A scarred and warty knot of muscle and irradiated tissue, jaws venting nuclear horror so virulent it boils and burns the creature’s own flesh; director Takashi Yamazaki’s incarnation of the iconic monster is a living avatar of war in the nuclear age, metastatic and relentless. Just as the second World War won’t leave the body or mind of disgraced kamikaze pilot Kōichi Shikishima (Ryunosuke Kamiki), neither will any amount of violence quell Godzilla’s unreasoning rage. The war, as Shikishima says when asked why he doesn’t marry his lovesick roommate and co-parent Noriko (Minami Hamabe), isn’t over. Life can’t exist in the void of indefinitely prolonged violence, a state so all-encompassing that Shikishima twice hallucinates during panic attacks that in fact he’s been dead for years, killed during his first encounter with the then-unmutated Godzilla and left to rot on a remote stretch of shoreline. Whenever happiness threatens, he retreats into self-flagellating memories of his failure to perform his duty as a suicide pilot, his failure to die along with the garrison Godzilla attacked.
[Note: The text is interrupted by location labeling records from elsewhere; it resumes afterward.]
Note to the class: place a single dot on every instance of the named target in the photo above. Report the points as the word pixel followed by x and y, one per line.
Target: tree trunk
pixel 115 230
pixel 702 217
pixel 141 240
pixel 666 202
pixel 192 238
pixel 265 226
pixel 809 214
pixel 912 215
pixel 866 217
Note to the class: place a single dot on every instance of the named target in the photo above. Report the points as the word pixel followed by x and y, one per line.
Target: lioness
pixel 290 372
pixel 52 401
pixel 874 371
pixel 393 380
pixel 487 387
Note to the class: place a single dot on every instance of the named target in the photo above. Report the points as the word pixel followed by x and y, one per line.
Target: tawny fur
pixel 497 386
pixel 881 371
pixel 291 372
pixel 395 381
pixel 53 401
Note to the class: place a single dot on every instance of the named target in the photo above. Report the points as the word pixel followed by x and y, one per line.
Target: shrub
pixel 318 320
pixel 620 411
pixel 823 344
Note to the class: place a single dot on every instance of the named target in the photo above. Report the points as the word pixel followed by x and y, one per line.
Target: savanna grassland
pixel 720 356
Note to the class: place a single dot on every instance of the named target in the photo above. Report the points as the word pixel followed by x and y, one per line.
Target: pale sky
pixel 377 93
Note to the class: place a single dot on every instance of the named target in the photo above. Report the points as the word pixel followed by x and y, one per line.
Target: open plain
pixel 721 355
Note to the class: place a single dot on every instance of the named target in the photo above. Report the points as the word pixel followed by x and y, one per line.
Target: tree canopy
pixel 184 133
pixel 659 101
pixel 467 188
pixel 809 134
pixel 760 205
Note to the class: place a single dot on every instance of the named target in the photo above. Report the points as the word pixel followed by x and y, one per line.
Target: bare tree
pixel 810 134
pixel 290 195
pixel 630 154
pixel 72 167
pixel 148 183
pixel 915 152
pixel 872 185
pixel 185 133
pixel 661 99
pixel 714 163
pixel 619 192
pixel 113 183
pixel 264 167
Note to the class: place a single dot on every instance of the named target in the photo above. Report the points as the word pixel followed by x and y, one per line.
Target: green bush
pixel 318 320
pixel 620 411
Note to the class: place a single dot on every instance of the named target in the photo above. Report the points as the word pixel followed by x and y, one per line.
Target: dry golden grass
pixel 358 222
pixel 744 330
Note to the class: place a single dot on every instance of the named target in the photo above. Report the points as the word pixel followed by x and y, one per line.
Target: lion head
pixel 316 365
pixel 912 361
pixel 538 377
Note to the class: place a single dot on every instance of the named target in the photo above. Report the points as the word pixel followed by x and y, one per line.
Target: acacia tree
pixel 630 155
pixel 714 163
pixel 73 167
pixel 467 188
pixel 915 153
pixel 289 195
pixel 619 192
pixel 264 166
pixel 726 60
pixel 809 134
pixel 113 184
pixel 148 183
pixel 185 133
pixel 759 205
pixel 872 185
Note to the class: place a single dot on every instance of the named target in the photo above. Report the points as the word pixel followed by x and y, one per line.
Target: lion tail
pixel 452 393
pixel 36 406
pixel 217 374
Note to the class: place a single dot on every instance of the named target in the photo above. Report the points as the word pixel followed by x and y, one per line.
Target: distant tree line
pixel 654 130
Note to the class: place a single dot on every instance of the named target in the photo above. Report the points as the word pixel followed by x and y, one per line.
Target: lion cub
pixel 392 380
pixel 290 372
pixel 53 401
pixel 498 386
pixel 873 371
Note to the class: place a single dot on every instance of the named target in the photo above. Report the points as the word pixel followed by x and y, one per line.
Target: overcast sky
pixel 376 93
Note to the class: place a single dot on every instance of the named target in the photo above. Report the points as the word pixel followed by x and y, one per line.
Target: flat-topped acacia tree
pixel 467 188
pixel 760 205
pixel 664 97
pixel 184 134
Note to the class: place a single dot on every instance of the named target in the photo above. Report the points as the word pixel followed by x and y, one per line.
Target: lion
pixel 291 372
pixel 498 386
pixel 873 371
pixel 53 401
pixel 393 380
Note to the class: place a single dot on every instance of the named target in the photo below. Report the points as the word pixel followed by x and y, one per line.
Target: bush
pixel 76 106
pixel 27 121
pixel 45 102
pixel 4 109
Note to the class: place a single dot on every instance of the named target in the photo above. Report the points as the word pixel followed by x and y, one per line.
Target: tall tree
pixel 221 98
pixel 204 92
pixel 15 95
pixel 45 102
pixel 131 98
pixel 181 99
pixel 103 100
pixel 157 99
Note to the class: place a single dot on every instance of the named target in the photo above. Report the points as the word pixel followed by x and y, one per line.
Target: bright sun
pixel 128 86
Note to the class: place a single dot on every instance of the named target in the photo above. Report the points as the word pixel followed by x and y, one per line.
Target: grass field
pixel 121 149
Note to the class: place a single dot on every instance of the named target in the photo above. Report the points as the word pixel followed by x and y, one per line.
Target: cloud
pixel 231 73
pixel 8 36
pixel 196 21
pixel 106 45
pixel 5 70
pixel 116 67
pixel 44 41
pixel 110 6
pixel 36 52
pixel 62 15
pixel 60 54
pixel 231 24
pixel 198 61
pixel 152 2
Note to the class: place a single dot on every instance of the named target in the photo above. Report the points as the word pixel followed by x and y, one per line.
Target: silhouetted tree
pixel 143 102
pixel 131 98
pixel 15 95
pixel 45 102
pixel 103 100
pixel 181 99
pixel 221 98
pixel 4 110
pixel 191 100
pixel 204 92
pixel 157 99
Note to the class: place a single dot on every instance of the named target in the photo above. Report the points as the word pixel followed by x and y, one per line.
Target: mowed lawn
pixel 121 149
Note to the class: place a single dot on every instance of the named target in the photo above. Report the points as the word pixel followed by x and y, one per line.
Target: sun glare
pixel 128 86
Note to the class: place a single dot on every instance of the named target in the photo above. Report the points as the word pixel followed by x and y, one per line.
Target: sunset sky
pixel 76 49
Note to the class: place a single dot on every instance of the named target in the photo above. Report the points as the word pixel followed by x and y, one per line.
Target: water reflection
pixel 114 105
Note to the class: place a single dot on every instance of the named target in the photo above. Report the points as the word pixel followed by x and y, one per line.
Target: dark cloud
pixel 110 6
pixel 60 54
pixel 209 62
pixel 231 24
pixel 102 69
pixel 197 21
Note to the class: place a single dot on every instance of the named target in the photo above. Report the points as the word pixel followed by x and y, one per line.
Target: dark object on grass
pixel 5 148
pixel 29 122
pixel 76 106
At several points Yamazaki’s film asks us to reckon with our own interest in spectacles of war as entertainment. In one blackly comedic little vignette we watch as a radio crew in turn observes the destruction caused by the advancing monster, their broadcast increasingly frantic and sensational, until Godzilla’s tail undermines the rooftop on which they stand. Our perspective first begins to lean, then pitches toward the street as the crew fall to their deaths in a vertigo-inducing rush of screams and flapping clothes. Spectacle becomes reality. The human cost of this transfiguration’s reverse, the manufacture of entertainment from suffering, splatters on the sidewalk as our stomachs flip with the sudden rush of inverted gravity. “Perhaps our country has spent lives too cheaply,” says destroyer captain Tatsuo Hotta (Mio Tanaka) as he marshals a civilian effort to defeat Godzilla. “Tanks with thin armor, fighter planes without ejector seats.” The room full of naval veterans murmur their agreement. The specter of Imperial Japan’s disregard for the lives of its soldiers and citizens hangs over much of the film, a dust cloud as haunting as that of the monster’s nightmarishly evocative atomic breath.
“Not having been to war is something to be proud of,” says Yōji Akitsu (Kuranosuke Sasaki), captain of the minesweeper on which Shikishima serves after the war, to youngster Shirō (Yuki Yamada). Again and again the film’s characters fight to imagine, and to remind one another, that a future exists, that the world is still turning. Even a slightly sappy ending can’t deflate the power of that message’s forceful articulation in the face of American and local indifference and the annihilating guilt and shame of the war’s survivors. Godzilla Minus One, from its melancholic and quietly charming first act to its wire-taut final action sequence, is a movie about throwing off the idea that people exist to wage war for and serve their governments. It posits instead that community — as in the lovable cast pulling together to raise the orphaned Akiko (Sae Nagatani) — is war’s polar opposite, an existence of all for all instead of many for few. Its willingness to plumb the dark means the movie’s few brave spots of light are richly deserved.